KidMesh: Computational Mesh Reconstruction for Pediatric Congenital Hydronephrosis Using Deep Neural Networks
Haoran Sun, Zhanpeng Zhu, Anguo Zhang, Bo Liu, Zhaohua Lin, Liqin Huang, Mingjing Yang, Lei Liu, Shan Lin, Wangbin Ding
TL;DR
This work introduces KidMesh, an end-to-end explicit deep-learning framework that reconstructs CFD-ready meshes of pediatric hydronephrosis directly from MRU images. It integrates a three-module pipeline—Feature Extraction (FEM), Feature Sampling (FSM), and Mesh Deformation (MDM)—guided by a weakly supervised training regime that leverages pseudo-gold standard meshes derived from segmentations. Key innovations include a dynamic vertex upsampling strategy, a learnable neighborhood sampling with self-attention, and topology-preserving regularizers that ensure watertight, high-quality meshes suitable for urodynamic CFD simulations. Extensive experiments show that KidMesh delivers fast, accurate, and topologically robust meshes with comparable functional CFD results to manual references, enabling rapid, patient-specific analysis of urinary dynamics. The framework demonstrates strong potential for clinical deployment and provides a foundation for extending CFD-ready mesh reconstruction to the broader urinary tract.
Abstract
Pediatric congenital hydronephrosis (CH) is a common urinary tract disorder, primarily caused by obstruction at the renal pelvis-ureter junction. Magnetic resonance urography (MRU) can visualize hydronephrosis, including renal pelvis and calyces, by utilizing the natural contrast provided by water. Existing voxel-based segmentation approaches can extract CH regions from MRU, facilitating disease diagnosis and prognosis. However, these segmentation methods predominantly focus on morphological features, such as size, shape, and structure. To enable functional assessments, such as urodynamic simulations, external complex post-processing steps are required to convert these results into mesh-level representations.
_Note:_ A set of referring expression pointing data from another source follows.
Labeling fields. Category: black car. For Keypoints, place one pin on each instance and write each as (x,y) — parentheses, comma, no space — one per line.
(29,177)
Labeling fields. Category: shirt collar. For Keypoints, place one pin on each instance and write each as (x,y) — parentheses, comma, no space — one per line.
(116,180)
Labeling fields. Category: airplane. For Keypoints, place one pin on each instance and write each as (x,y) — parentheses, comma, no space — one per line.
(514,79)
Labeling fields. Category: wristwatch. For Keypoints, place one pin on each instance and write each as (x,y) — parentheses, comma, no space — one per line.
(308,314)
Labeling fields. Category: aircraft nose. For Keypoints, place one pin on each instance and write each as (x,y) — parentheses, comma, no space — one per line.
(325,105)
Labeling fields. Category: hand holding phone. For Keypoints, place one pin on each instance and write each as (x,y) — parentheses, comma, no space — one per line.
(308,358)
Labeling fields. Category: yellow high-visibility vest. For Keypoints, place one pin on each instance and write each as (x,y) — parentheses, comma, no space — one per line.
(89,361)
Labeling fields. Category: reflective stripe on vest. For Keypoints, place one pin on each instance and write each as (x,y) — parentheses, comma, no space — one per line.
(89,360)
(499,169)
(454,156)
To address this limitation, we propose an end-to-end method based on deep neural networks, namely KidMesh, which could automatically reconstruct CH meshes directly from MRU. Generally, KidMesh extracts feature maps from MRU images and converts them into feature vertices through grid sampling. It then deforms a template mesh according to these feature vertices to generate the specific CH meshes of MRU images. Meanwhile, we develop a novel schema to train KidMesh without relying on accurate mesh-level annotations, which are difficult to obtain due to the sparsely sampled MRU slices. Experimental results show that KidMesh could reconstruct CH meshes in an average of 0.4 seconds, and achieve comparable performance to conventional methods without requiring post-processing. The reconstructed meshes exhibited no self-intersections, with only 3.7% and 0.2% of the vertices having error distances exceeding 3.2mm and 6.4mm, respectively. After rasterization, these meshes achieved a Dice score of 0.86 against manually delineated CH masks. Furthermore, these meshes could be used in renal urine flow simulations, providing valuable urodynamic information for clinical practice.